New York, Sept 03: An al Qaeda operative now in American custody has made startling revelations about secret connections linking Pakistan, Saudi Arabia and the terror network's chief Osama bin Laden, a new book says.
Author Gerald Posner details Abu Zubaydah's confessions to his interrogators as to how Osama bin Laden "personally" told him of a 1991 meeting at which Saudi had agreed to let the al-Qaeda chief leave the country.
This was assured by Prince Turki al-Faisal bin Abdul Aziz, the long-time intelligence chief, who agreed to let Osama leave and provide him with secret funds as long as al-Qaeda refrained from promoting jihad in the kingdom.
A Pakistani contact revealed by Zubaydah, high-ranking air force officer Mushaf Ali Mir, entered the equation at a 1996 meeting in Pakistan which the al-Qaeda captive also attended.

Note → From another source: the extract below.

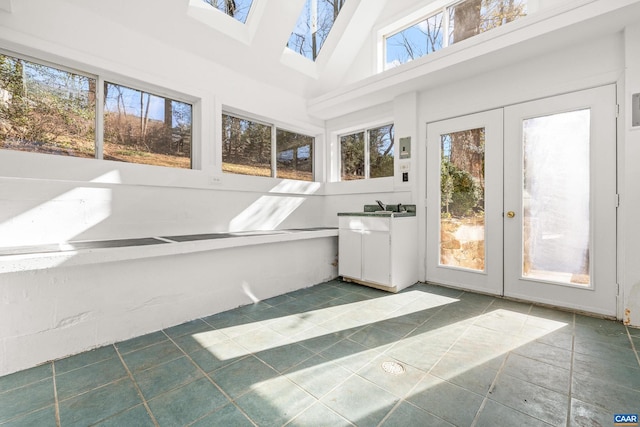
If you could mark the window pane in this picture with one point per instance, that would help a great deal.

Osama struck a deal with Mir, then in the military but tied closely to Islamists in Pakistan's Inter-Services Intelligence (ISI), to get protection, arms and supplies for al-Qaeda. Abu Zubaydah told his interrogators that bin Laden said the arrangement was "blessed by the Saudis," according to Posner.

Zubaydah said he attended a third meeting in Kandahar in 1998 with Turki, senior ISI agents and Taliban officials.

There Turki promised, writes Posner, that "more Saudi aid would flow to the Taliban, and the Saudis would never ask for bin Laden's extradition, so long as al-Qaeda kept its long-standing promise to direct fundamentalism away from the kingdom." More The book seems certain to kick up a political and diplomatic firestorm, Time writes. The first question everyone will ask is, Is it true? And many will wonder if these matters were addressed in the 28-pages censored from Washington's official report on 9/11.

It has long been suggested, Time notes, that Saudi Arabia probably had some kind of secret arrangement to stave off fundamentalists within the kingdom.

But, the magazine says, this appears to be the first description of a repeated, explicit quid pro quo between bin Laden and a Saudi official.

The second source, Posner said, was from the CIA, and he gave what Posner viewed as general confirmation of the story but did not repeat the details.

There are top Bush Administration officials who have for long taken a hostile view of Saudi behavior regarding terrorism and might want to leak Zubaydah's claims, Time notes.


The details of Zubaydah's drug-induced confessions might bring on charges that the U.S. Is using torture on terror suspects.

According to Posner, the Administration decided shortly after 9/11 to permit the use of Sodium Pentothal on prisoners.

The Administration, he writes, "privately believes that the Supreme Court has implicitly approved using such drugs in matters where public safety is at risk," citing a 1963 opinion.